I've found that gathering historical trade data is not as simple as it sounds. Many exchanges limit their historical data to only a few days, while others require a fee to be paid. Considering we're here to make money and not lose it, that is not acceptable.

Luckily, I've found that Kraken exchange does everything we want it to. Kraken is one of the more popular cryptocurrency exchanges. It provides an API which allows us to fetch all the historical data, granulated by trade. This is much better than OHLC (open-high-low-close) data that is usually available; we can calculate volume weighted average price (VWAP) which will represent the price movement more accurately than OHLC data.

Kraken does, however, have have a call rate limit, but that can be easily avoided by taking our time gathering the data.

To start, we set the url to Kraken's API, market variable to Bitcoin. We will also have a checkpoint file, so we can continue where we left off:

    BASE_URL = ""
    CHECKPOINT_FILE = "last_fetched.pickle"

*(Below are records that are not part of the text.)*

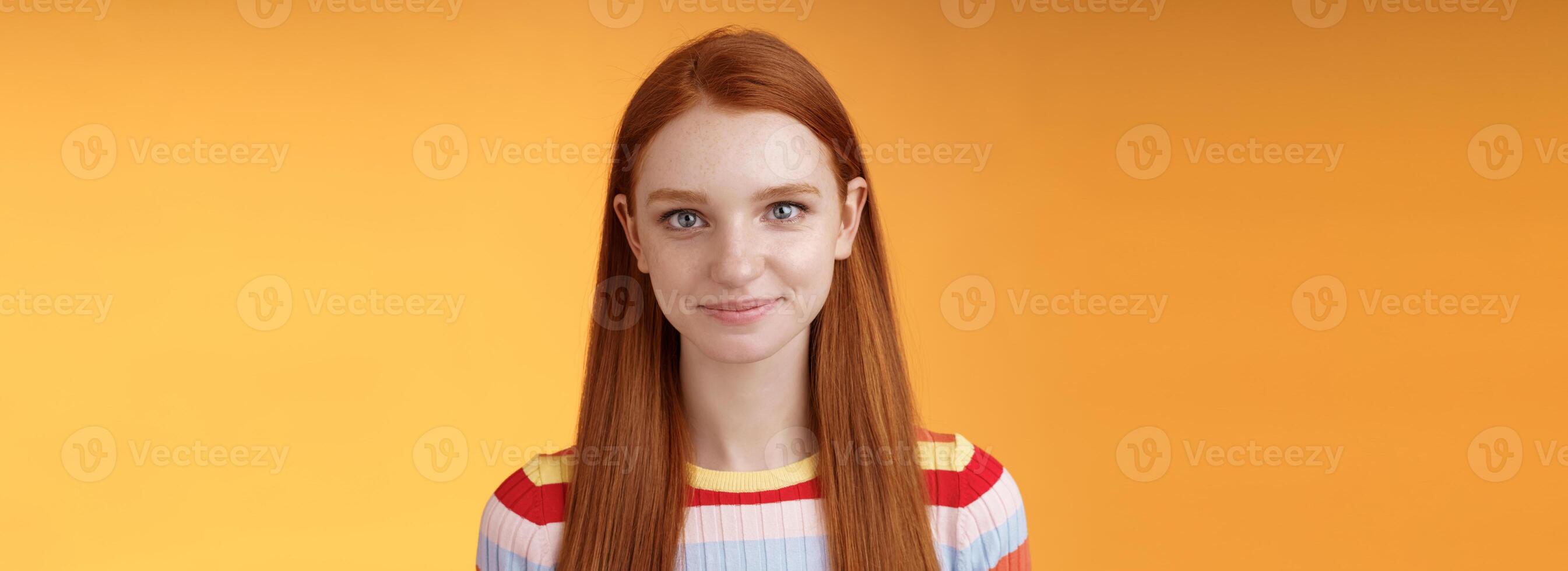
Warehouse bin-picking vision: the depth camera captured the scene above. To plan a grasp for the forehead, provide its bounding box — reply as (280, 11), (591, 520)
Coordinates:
(632, 105), (837, 202)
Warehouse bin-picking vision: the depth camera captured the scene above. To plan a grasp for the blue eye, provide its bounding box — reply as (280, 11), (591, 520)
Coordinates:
(671, 212), (702, 227)
(768, 202), (804, 220)
(659, 210), (704, 231)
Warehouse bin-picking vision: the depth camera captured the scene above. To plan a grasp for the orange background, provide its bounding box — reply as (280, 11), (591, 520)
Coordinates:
(0, 0), (1568, 569)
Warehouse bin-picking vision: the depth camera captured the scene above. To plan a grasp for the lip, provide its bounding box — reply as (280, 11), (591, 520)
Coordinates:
(698, 298), (784, 325)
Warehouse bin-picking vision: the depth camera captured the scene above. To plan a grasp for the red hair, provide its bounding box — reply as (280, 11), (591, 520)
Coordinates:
(557, 28), (939, 571)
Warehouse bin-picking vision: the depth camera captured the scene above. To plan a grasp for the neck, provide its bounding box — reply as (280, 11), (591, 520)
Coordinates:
(680, 328), (817, 472)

The API allows us to only fetch trades that occured after a trade with a specified trade ID. The function that requests the data is as follows:

def fetch_data(timestamp):
    request = requests.get(BASE_URL + "Trades?pair={}&since={}".format(MARKET, timestamp))
    return request.json()

The core of the script is a while loop which tries to fetch the data from Kraken, orders the columns to [timestamppricevolume] format and appends it to a csv. It will look something like this:

while True:
        # fetch the data
        print("Fetching from {}..".format(anytime(int(last_timestamp))))
        response = fetch_data(start_url, market, last_trade_id)

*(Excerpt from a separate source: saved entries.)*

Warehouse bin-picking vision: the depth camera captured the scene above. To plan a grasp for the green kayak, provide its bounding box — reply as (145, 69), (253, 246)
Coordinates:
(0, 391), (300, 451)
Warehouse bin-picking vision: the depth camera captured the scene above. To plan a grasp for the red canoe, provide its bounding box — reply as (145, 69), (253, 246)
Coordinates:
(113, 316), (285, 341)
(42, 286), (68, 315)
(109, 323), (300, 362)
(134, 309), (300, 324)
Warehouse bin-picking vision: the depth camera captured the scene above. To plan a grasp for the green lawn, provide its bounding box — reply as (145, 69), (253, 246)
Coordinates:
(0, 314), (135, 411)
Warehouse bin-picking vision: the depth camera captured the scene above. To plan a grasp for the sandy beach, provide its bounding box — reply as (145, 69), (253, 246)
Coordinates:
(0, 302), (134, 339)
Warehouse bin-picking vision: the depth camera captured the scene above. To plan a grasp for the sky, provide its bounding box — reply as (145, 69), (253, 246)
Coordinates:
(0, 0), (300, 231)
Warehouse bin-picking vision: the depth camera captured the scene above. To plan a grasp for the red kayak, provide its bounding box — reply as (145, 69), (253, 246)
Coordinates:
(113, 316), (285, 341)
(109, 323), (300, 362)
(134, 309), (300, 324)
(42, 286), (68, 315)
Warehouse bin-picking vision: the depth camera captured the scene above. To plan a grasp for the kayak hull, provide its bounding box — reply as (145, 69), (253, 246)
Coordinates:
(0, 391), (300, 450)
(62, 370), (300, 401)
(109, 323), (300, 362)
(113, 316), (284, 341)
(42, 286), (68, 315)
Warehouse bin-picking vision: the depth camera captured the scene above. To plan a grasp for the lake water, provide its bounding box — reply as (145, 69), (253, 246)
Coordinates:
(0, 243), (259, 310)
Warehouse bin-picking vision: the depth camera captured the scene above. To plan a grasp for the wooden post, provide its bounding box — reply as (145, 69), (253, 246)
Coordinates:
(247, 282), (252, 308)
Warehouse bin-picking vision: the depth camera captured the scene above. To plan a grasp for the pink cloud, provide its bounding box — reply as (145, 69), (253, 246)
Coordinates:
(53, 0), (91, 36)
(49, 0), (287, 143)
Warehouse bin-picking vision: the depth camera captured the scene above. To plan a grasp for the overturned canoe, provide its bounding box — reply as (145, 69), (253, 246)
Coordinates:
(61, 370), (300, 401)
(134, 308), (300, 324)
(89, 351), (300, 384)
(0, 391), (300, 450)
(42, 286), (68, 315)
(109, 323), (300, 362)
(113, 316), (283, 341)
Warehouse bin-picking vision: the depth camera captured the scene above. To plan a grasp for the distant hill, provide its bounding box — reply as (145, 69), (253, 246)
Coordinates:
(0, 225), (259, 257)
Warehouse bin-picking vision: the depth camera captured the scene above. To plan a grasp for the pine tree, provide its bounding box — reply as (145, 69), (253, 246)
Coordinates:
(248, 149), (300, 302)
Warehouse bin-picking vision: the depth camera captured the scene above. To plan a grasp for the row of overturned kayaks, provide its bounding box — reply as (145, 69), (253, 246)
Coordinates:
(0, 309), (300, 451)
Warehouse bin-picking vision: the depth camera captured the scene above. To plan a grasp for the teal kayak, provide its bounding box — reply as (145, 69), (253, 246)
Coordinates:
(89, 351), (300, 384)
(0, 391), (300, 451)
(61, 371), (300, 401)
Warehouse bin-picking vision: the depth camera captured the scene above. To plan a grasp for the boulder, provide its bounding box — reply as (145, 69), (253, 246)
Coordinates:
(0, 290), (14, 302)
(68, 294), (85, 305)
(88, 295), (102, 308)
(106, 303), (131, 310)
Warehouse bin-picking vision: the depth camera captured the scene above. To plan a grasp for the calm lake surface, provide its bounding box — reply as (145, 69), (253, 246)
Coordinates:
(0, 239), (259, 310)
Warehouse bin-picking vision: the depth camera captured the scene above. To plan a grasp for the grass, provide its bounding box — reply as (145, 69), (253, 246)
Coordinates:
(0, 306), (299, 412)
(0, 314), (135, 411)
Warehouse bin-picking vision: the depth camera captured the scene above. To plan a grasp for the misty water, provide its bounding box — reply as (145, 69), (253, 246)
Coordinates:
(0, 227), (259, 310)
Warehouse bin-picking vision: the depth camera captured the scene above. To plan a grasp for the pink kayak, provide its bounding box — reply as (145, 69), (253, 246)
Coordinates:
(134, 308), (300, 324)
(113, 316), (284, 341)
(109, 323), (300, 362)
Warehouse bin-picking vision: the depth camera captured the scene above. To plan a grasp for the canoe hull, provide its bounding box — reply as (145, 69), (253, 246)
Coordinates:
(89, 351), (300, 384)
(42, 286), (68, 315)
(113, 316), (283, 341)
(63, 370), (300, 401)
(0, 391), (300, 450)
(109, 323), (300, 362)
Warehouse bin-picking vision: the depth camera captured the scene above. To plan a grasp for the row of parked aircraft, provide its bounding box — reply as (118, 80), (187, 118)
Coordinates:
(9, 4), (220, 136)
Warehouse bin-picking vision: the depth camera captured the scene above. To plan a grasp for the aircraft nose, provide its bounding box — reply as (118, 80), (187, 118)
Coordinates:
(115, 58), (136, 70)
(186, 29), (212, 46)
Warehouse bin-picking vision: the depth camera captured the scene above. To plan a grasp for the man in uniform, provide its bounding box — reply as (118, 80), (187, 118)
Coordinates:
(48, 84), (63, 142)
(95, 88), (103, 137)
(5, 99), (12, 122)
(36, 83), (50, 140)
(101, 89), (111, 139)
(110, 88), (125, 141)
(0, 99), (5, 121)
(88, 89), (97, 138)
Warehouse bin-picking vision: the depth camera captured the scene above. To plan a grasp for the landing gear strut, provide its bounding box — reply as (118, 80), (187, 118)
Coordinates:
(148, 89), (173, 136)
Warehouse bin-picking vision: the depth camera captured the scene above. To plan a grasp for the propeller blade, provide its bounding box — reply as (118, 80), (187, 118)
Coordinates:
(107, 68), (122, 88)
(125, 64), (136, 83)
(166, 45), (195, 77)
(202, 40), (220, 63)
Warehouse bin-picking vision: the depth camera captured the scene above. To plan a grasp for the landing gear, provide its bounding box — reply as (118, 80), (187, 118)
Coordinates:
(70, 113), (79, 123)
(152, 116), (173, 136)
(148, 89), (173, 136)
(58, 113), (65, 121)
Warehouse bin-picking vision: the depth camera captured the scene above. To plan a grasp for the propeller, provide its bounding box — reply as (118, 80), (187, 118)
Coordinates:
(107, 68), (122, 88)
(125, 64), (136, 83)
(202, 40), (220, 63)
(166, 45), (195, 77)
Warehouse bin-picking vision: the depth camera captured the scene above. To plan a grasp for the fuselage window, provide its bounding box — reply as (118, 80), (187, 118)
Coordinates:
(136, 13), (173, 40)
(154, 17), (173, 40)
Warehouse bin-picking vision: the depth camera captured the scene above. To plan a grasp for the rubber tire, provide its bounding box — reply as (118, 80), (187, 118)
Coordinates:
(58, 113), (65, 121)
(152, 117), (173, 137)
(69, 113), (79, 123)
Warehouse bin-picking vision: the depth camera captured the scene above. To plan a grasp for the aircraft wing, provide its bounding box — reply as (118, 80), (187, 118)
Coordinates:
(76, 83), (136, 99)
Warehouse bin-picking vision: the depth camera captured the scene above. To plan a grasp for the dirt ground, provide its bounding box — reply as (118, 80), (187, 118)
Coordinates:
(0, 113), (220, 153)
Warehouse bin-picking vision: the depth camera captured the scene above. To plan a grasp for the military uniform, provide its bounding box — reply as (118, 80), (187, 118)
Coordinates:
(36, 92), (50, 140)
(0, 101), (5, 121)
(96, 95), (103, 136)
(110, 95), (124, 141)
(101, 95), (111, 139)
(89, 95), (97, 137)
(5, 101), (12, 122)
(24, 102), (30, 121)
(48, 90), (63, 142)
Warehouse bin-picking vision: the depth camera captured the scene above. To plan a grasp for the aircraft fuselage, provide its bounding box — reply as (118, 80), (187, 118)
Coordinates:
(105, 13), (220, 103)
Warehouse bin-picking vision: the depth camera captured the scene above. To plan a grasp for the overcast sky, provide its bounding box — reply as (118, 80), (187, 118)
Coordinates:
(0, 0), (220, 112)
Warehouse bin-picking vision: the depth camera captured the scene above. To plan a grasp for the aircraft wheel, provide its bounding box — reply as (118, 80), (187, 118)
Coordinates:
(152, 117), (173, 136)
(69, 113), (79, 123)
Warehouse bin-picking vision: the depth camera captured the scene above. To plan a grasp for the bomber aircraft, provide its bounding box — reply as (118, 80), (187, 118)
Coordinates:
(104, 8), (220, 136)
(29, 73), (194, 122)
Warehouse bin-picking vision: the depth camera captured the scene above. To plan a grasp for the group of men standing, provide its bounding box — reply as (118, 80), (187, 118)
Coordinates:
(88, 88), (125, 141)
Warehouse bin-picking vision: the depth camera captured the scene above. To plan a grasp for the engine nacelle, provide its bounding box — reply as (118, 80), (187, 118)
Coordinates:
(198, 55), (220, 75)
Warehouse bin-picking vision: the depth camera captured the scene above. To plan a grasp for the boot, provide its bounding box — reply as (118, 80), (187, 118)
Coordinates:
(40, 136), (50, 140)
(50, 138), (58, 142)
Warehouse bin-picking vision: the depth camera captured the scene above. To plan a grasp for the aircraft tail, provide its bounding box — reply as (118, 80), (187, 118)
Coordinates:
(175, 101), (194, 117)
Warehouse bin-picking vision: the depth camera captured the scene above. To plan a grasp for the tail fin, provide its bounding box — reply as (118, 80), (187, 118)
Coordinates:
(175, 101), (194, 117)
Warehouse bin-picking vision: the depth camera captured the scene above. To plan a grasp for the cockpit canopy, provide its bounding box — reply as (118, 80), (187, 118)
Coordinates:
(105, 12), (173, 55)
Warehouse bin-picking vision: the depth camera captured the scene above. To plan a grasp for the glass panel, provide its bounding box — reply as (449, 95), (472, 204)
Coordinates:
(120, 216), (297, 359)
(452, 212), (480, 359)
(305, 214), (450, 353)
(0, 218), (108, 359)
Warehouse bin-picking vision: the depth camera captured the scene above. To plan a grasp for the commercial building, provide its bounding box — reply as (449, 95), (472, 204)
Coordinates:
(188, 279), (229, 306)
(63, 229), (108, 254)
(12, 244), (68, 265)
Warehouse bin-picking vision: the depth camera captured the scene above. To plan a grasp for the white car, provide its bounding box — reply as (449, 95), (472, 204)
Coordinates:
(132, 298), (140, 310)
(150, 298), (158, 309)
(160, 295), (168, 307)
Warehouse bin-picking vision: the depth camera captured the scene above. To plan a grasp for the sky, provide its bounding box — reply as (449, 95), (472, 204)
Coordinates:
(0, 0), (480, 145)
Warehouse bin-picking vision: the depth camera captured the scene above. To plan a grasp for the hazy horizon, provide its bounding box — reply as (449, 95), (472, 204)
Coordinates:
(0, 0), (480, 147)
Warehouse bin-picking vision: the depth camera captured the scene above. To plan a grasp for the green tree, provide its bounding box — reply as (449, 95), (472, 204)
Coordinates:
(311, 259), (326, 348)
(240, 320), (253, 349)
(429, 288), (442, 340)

        # check for errors
        if len(response['error']) != 0:
            print("Response error:", response['error'])
            pickle.dump([last_timestamp, last_trade_id], open("./last_fetched.pickle", "wb"))
        if len(response['result']) <= 1:

The data comes in the form of a list of lists, each entry containing information of a specific trade.

Blog post 03 - Bitcoin histroical data.png

We can easily put that in a Pandas DataFrame and get rid of the information we do not need.

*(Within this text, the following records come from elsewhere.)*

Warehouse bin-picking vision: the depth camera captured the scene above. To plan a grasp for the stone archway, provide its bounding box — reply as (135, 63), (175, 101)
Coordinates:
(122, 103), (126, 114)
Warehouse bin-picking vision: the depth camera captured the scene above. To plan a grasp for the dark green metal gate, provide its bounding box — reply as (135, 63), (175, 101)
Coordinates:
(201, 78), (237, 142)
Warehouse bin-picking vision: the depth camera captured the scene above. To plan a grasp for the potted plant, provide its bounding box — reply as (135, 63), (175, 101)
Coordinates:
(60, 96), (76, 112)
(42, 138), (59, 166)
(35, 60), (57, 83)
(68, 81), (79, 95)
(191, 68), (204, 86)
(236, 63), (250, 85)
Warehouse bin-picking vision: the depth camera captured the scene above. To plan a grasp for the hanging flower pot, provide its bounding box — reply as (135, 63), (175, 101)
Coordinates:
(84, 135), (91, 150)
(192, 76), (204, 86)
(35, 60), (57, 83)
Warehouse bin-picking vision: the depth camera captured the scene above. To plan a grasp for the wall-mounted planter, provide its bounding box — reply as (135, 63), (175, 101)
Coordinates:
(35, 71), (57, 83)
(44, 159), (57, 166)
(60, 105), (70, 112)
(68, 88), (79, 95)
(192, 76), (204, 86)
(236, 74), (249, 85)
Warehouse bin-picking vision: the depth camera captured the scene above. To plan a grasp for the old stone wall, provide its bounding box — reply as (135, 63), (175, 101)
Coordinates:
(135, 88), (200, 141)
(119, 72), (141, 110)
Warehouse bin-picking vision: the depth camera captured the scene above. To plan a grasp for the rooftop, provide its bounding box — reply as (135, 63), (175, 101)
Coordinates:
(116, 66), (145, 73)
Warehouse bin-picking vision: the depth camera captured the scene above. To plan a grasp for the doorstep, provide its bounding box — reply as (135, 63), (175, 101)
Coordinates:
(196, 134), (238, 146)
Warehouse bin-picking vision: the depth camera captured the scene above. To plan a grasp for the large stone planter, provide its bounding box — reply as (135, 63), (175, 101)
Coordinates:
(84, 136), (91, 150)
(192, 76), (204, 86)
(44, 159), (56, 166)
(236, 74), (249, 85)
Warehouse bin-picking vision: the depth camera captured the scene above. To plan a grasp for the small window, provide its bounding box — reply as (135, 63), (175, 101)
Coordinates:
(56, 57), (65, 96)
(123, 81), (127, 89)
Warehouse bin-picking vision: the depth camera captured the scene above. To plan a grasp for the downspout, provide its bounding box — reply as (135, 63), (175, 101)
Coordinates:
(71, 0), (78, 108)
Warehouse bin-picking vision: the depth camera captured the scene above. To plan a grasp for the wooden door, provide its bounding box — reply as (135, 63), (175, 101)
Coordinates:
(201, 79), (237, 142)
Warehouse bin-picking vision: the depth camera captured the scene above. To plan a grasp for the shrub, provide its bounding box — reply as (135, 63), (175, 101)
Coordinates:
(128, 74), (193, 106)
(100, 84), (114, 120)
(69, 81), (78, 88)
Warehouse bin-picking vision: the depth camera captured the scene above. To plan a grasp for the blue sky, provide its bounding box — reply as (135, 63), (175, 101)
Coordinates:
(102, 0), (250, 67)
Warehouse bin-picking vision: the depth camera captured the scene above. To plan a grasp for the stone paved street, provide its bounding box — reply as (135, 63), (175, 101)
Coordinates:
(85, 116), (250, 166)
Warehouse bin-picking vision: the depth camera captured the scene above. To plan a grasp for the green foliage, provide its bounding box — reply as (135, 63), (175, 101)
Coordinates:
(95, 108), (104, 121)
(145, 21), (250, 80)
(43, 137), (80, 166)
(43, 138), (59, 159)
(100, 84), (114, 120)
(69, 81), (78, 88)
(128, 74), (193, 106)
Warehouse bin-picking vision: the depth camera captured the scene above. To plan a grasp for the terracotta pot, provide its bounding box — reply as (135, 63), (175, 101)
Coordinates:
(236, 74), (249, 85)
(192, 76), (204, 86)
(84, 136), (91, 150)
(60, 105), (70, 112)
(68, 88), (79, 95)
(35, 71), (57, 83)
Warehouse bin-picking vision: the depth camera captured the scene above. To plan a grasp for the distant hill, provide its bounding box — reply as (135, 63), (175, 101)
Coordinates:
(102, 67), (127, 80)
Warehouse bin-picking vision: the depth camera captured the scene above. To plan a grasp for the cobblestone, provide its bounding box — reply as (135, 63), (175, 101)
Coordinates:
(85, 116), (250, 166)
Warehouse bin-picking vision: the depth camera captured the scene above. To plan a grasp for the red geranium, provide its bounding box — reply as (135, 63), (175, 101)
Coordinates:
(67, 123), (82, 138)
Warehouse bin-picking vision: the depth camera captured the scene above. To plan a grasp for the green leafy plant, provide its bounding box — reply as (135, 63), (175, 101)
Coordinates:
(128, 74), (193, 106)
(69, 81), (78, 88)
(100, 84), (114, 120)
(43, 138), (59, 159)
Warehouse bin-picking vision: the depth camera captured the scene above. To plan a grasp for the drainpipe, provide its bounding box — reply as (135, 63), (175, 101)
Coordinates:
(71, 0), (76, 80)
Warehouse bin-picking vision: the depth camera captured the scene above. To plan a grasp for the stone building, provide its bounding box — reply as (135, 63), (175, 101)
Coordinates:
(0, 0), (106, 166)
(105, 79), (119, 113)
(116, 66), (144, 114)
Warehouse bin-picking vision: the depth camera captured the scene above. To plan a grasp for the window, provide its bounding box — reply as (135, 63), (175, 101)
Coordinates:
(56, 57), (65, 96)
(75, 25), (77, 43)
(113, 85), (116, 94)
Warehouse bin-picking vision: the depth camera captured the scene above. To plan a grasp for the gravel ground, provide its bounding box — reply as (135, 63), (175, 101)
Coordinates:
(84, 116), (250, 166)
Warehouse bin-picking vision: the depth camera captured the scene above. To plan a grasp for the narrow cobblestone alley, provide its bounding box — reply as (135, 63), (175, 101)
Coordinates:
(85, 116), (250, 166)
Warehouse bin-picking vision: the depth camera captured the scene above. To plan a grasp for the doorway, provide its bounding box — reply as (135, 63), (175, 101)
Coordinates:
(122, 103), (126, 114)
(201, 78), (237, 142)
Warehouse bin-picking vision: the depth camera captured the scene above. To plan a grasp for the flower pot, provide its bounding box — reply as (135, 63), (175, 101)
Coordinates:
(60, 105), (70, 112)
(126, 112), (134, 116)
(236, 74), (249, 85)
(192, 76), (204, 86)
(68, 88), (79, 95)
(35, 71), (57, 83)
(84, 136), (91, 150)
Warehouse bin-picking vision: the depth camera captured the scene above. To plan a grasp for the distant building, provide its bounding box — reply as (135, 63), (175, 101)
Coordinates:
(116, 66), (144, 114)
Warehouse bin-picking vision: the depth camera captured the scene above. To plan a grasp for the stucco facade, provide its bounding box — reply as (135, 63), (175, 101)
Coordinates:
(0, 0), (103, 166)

            # get the data into a dataframe
            df = pd.DataFrame(response['result'][MARKET])

            # get rid of unnecessary columns
            df = df[df.columns[0:3]]

            # set column names
            df.columns = ["price", "volume", "timestamp"]

            # update variables for the checkpoint
            last_trade_id = response['result']['last']
            first_timestamp = df.timestamp.min()
            last_timestamp = df.timestamp.max()

            print("Fetched from: {} -- to: {}".format(anytime(first_timestamp), anytime(last_timestamp)))

Now we append the data to a .csv file and wait a bit.

            # save data to csv
            data_pd.to_csv("./kraken.csv", mode='a', header=False, index=False)

            # sleep to avoid breaking API call limit

We also need a function to save our progress to the checkpoint file:

def save_checkpoint(timestamp, trade_id):
    with open(CHECKPOINT_FILE, "wb") as f_out:
        pickle.dump([timestamp, trade_id], f_out)
    print("Checkpoint saved!")

And that's it! You can find the complete code here.
It might take a while, but all the available data from Kraken exchange will be downloaded and saved, as well as the last trade ID (so we can update the dataset in the future). If the program breaks, the last trade_id will be saved and we will be able to continue where we left off.